There are many important partial exceptions to this general rule to
keep in mind, however - especially Arab mathematics and other
scientific work during the Dark and Middle Ages. A quick look around
Wikipedia reveals Abu Musa JÄbir ibn HayyÄn a.k.a. Geber (c. 721–c.
815) as a marvelous example of Islamic science all in one person - he
is considered a "polymath" who was a "chemist and alchemist,
astronomer and astrologer, engineer, geologist, philosopher,
physicist, and pharmacist and physician," and is "considered by many
to be the father of chemistry". The modern bourgeois sciences,
including their empirical traditions, owe a deep debt to the sciences
and cultures of medieval Islam. And then in Greco-Roman times there
were numerous now well-known scientist-engineers, mathematicians,
medical researchers, etc., such as Archimedes, Euclid and Galen, and
undoubtedly, many others not so well remembered.
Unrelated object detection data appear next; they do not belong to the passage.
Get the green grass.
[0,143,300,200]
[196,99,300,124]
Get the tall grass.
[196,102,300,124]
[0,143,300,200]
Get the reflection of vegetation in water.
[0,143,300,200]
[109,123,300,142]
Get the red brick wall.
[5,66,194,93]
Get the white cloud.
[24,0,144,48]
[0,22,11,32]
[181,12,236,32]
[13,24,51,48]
Aristotle did not
conduct empirical experiments so far as we know, but he is considered
by many to have been an amazingly keen empirical observer, although
not flawless.

But returning to the general point I am making: despite various
exceptions, what amounted to a kind of disdain for empirical science
in the official circles of many pre-bourgeois societies completely
changed in the modern era. Since about the 17th Century or so, when
the bourgeoisies in various European countries began to form on their
own (or just plain grab hold of) more or less official social
institutions, and generally push aside or overthrow feudal forces,
empirical research began to become one of the hallmarks of official
science - and what is now called the scientific revolution emerged.
The scientific method, which included the development of vigorous
empirical research efforts, began to be generally formulated and
continuously honed, and has eventually come to dominate not only all
the sciences, but many aspects of modern bourgeois culture as a
whole. At the same time, and I infer this from your description of
the usual development of a science, Andy, **cultural assumptions**
about the world, society, the individual, the human body, animals,
plants, the cosmos, etc. etc. drive the way leading scientists and
their supporters in any given situation determine what they see as the
objects and basic units of investigation. In turn, these cultural
assumptions, objects and units in turn greatly impact what kind and
what amount of empirical research is imagined, sought and supported.
Your example of the "lifestyle" versus "virus" paradigms debate over
the cause of HIV/AIDS is perfect.

Well, that is my attempt at describing a little history of empirical
science. So back to my main question - what do you mean by "a
rational science ... does not proceed empirically ...."? Have I
misread your meaning?

Another question about what you wrote: your statement that a science
begins "with a clear concept of its object" seems to leave out much of
the history of a science prior to the time it forms a clear idea of
its basic "units of analysis", such as chemistry before the discovery
and comprehension of the chemical element, and then the molecule, and
then valence - or biology before the discovery and understanding of
units like the cell, and then the inherited adaptation, the gene, the
protein - and, especially relevant to CHAT, psychology - where its
basic unit remains undiscovered, or is at least highly disputed to
this very day. Perhaps I am misunderstanding your point here as well?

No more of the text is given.